4. He’s left my family behind.
He has been deployed 3 times and been assigned to more long-term stateside trainings than I can count. There was one time we added up all the months he’s been away from our family, and while I can’t recall the exact amount, it was multiple years of time. He is getting ready to embark on his fourth long term deployment, and will once again be leaving us behind for six to seven months. This is the hardest one to explain to people, and the hardest one for others to understand. It took me years of being an Air Force brat to understand that sometimes, there are people in the world that need my dad to fight for them more than I need my dad here. He taught me how to take care of my car, how to defend myself and my siblings, how to take care of myself and my mom, how to be independent when he can’t be here. There aren’t many things he could teach me than how to be there for myself when he can’t.
5. He told me I wasn’t good enough.
I remember getting B’s in a few English classes in middle school, and my dad lecturing me for it. You speak English. There’s no reason to get a B. That’s not good enough. I distinctly remember the first time I came home with a C+ on a report card. It was the first quarter of the eighth grade, and my 78% C+ was in geometry. I brought it to my parents after dinner, and in return received a lecture on how I wasn’t trying hard enough. I need to apply myself. I need to study harder, talk to the teacher outside of class, ask friends for help. C’s are not good enough. I remember trying to pick classes for my freshman year of high school, and contemplating leaving the honors program I had been part of since the fourth grade.
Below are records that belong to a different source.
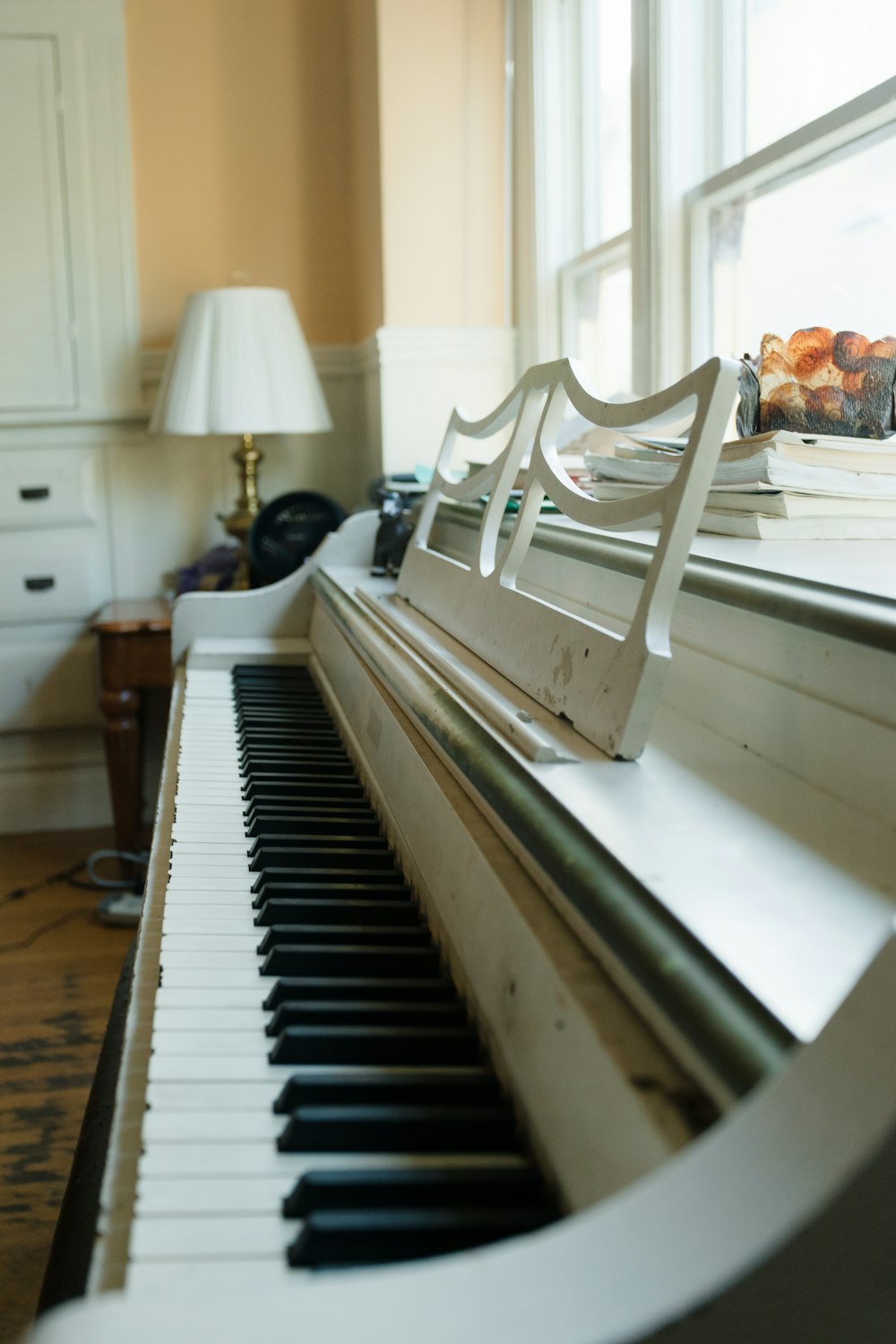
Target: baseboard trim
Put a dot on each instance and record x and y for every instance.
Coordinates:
(53, 781)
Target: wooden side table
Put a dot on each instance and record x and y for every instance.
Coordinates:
(134, 653)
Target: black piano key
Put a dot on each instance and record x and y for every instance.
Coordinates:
(316, 825)
(338, 911)
(470, 1086)
(351, 960)
(435, 988)
(381, 1046)
(287, 765)
(271, 892)
(297, 935)
(271, 854)
(298, 846)
(417, 1082)
(331, 855)
(281, 882)
(418, 1187)
(362, 1236)
(365, 1012)
(257, 819)
(401, 1129)
(300, 787)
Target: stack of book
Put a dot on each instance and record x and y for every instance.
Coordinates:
(780, 484)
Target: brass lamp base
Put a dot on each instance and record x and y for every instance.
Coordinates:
(239, 521)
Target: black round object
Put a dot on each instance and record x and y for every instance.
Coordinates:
(288, 530)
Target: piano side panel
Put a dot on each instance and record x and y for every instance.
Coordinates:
(602, 1099)
(280, 610)
(109, 1263)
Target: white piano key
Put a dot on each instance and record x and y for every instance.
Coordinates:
(214, 844)
(261, 1159)
(174, 959)
(220, 1069)
(215, 921)
(201, 814)
(207, 978)
(222, 883)
(194, 1096)
(228, 996)
(209, 866)
(204, 1043)
(211, 1126)
(206, 1238)
(179, 1198)
(223, 943)
(209, 897)
(209, 1019)
(204, 1277)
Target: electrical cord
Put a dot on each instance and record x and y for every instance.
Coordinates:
(46, 927)
(96, 882)
(70, 875)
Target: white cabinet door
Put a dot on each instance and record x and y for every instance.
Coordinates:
(37, 365)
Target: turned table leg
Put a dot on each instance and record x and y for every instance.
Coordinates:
(121, 730)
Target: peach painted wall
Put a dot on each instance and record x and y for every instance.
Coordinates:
(241, 128)
(349, 151)
(441, 75)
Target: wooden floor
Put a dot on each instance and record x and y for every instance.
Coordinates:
(56, 992)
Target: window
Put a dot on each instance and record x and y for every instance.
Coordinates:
(699, 172)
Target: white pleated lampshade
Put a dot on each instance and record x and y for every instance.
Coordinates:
(239, 365)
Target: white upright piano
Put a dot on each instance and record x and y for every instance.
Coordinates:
(640, 788)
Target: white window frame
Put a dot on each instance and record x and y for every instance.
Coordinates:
(683, 56)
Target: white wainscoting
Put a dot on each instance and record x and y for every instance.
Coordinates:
(390, 398)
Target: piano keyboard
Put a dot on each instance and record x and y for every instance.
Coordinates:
(339, 1109)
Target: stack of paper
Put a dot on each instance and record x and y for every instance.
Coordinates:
(775, 486)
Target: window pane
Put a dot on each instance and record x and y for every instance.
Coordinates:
(817, 252)
(805, 58)
(606, 120)
(602, 328)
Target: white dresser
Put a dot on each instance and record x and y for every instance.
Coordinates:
(69, 386)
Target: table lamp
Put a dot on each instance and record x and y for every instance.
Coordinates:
(239, 365)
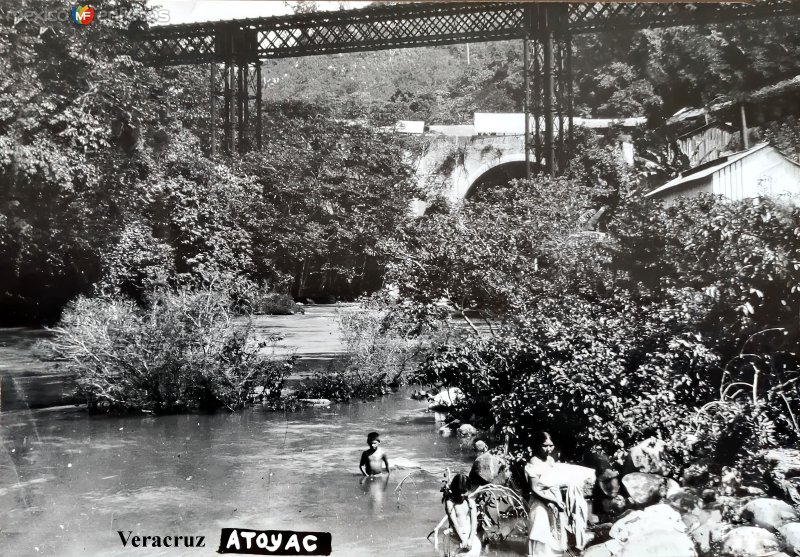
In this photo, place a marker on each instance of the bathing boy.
(373, 459)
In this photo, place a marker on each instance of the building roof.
(764, 93)
(721, 125)
(705, 170)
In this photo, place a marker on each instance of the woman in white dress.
(548, 536)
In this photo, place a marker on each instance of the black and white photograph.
(397, 278)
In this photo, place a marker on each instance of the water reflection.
(69, 482)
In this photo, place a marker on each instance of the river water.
(69, 481)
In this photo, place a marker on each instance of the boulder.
(791, 537)
(729, 480)
(782, 468)
(467, 430)
(648, 457)
(684, 500)
(657, 517)
(770, 514)
(659, 543)
(749, 541)
(701, 524)
(696, 474)
(656, 531)
(646, 489)
(611, 548)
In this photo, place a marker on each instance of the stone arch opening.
(499, 176)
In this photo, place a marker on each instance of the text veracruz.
(274, 542)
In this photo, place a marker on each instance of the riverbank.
(71, 480)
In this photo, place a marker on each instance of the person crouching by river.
(548, 536)
(462, 514)
(487, 468)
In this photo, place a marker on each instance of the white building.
(761, 171)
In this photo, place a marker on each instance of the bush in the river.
(380, 348)
(184, 350)
(250, 297)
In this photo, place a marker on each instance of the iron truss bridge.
(545, 28)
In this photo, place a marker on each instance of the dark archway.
(499, 176)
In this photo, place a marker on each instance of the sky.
(192, 11)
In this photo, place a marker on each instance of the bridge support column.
(548, 58)
(241, 86)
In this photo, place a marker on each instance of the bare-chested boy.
(373, 459)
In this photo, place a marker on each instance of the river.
(69, 482)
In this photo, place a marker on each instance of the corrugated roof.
(705, 170)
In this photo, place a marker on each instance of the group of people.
(547, 536)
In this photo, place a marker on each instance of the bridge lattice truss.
(545, 28)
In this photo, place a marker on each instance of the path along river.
(69, 481)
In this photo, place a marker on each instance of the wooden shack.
(761, 171)
(707, 143)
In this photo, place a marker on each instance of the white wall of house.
(764, 173)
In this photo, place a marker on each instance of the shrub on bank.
(183, 350)
(598, 379)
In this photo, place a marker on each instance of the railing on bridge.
(545, 28)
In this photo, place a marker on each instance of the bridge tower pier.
(547, 59)
(236, 93)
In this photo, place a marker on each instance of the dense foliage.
(105, 185)
(678, 321)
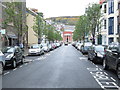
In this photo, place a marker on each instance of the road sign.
(2, 31)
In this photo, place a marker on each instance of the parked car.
(53, 46)
(76, 45)
(79, 46)
(45, 47)
(112, 58)
(13, 56)
(58, 44)
(85, 47)
(66, 43)
(96, 53)
(50, 47)
(2, 62)
(35, 49)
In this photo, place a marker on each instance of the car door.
(114, 57)
(90, 52)
(19, 54)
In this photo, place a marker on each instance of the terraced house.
(111, 24)
(13, 23)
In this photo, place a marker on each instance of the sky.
(55, 8)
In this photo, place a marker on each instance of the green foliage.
(13, 14)
(81, 29)
(88, 23)
(94, 14)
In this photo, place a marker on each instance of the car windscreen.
(34, 47)
(8, 50)
(86, 47)
(99, 48)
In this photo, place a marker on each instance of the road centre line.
(21, 66)
(6, 73)
(14, 69)
(113, 79)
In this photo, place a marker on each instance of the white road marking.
(103, 79)
(21, 66)
(113, 79)
(6, 73)
(14, 69)
(26, 64)
(105, 73)
(96, 66)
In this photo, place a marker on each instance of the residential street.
(64, 67)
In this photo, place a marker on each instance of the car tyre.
(22, 61)
(14, 64)
(1, 68)
(118, 71)
(88, 57)
(105, 66)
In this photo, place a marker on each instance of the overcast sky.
(55, 8)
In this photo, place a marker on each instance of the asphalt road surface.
(64, 67)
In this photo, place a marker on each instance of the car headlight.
(99, 55)
(9, 56)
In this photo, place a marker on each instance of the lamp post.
(119, 23)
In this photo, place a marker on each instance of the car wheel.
(88, 57)
(1, 68)
(14, 64)
(118, 71)
(105, 66)
(22, 61)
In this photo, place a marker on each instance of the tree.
(93, 13)
(81, 29)
(38, 26)
(14, 14)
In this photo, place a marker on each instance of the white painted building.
(110, 28)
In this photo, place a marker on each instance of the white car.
(45, 47)
(2, 62)
(79, 46)
(36, 49)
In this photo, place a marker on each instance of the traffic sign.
(2, 31)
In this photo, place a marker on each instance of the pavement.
(64, 67)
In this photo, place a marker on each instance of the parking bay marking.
(102, 78)
(6, 73)
(83, 58)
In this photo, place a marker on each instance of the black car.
(2, 62)
(66, 43)
(85, 47)
(96, 53)
(13, 56)
(112, 58)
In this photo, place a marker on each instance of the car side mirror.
(114, 50)
(16, 52)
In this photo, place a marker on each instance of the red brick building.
(67, 36)
(101, 1)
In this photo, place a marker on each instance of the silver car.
(2, 62)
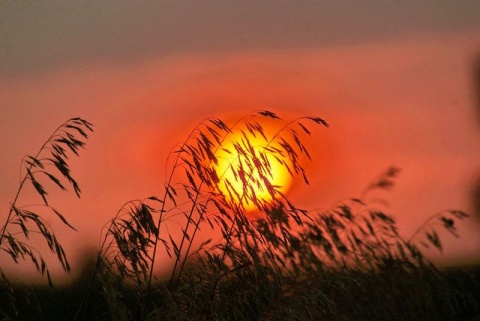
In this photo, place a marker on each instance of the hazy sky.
(394, 79)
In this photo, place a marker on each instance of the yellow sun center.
(251, 170)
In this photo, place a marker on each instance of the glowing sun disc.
(230, 172)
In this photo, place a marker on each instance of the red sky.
(406, 100)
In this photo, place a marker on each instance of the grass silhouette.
(348, 262)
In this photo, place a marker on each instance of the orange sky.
(407, 101)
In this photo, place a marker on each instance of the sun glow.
(251, 170)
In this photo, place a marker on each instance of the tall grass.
(284, 262)
(25, 221)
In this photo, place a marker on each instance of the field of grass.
(348, 262)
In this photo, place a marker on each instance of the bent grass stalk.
(268, 259)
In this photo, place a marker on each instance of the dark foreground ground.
(454, 294)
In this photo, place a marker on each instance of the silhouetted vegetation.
(348, 262)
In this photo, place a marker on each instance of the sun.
(251, 170)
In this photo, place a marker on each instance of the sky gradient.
(395, 82)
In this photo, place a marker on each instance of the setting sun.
(251, 170)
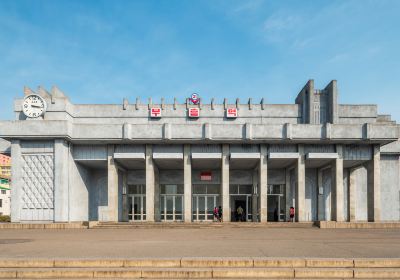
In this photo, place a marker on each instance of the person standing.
(216, 214)
(291, 214)
(239, 212)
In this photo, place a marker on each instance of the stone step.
(124, 225)
(201, 273)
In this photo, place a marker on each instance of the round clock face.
(34, 106)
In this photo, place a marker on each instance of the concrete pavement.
(200, 242)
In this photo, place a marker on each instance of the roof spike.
(28, 91)
(137, 103)
(43, 92)
(250, 103)
(162, 103)
(125, 103)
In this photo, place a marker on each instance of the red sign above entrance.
(155, 112)
(206, 176)
(194, 112)
(231, 113)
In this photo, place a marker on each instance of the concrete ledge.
(217, 262)
(375, 263)
(152, 263)
(26, 263)
(377, 273)
(323, 273)
(357, 225)
(177, 273)
(338, 263)
(263, 262)
(73, 225)
(88, 263)
(253, 273)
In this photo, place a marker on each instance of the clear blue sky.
(103, 51)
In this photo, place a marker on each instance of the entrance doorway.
(171, 203)
(244, 202)
(276, 203)
(241, 197)
(136, 196)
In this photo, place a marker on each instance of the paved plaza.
(200, 242)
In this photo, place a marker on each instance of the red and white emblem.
(194, 112)
(155, 112)
(231, 113)
(194, 98)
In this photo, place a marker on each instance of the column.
(288, 202)
(352, 195)
(112, 185)
(374, 186)
(321, 197)
(157, 189)
(187, 183)
(254, 201)
(150, 184)
(226, 212)
(61, 182)
(300, 186)
(337, 186)
(16, 181)
(125, 210)
(263, 183)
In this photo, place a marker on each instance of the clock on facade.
(34, 106)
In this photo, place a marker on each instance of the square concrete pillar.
(320, 200)
(288, 202)
(16, 181)
(352, 195)
(226, 211)
(337, 186)
(112, 185)
(187, 184)
(61, 181)
(124, 200)
(374, 185)
(157, 209)
(150, 184)
(254, 204)
(300, 171)
(263, 183)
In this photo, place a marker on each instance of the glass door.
(171, 207)
(203, 207)
(137, 207)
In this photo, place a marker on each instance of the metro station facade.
(146, 162)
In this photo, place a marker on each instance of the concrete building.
(176, 162)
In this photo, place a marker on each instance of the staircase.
(202, 268)
(132, 225)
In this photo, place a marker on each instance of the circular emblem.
(34, 106)
(194, 98)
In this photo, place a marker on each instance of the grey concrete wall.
(390, 188)
(79, 187)
(310, 210)
(98, 196)
(361, 194)
(136, 177)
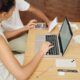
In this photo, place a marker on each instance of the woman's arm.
(11, 34)
(39, 13)
(20, 72)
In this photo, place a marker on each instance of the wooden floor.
(52, 8)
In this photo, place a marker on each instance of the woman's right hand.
(31, 24)
(45, 47)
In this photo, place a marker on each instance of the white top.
(14, 22)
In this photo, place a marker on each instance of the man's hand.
(45, 47)
(31, 24)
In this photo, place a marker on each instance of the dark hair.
(6, 5)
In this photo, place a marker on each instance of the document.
(77, 39)
(66, 63)
(53, 24)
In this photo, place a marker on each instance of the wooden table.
(47, 69)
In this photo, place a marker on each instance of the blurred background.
(53, 8)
Taking the easy way out is not good enough. As I mentioned before, that little voice in my head hears things like “You can’t do that” or “That’s not good enough” and replies, Challenge accepted. My dad held high expectations over my head so that I might exceed them.
So yeah, my dad isn’t perfect. In fact, he’s not even close. He’s made mistakes. He continues to make mistakes. We hold him accountable, but hold him in grace so he might continue to grow in Christ and as a father. He might be sorry for his mistakes, but I’m certainly not. If it weren’t for my dad, I wouldn’t be where I am today, and where I am going with my life. Thank you, Daddy. Happy Father’s Day.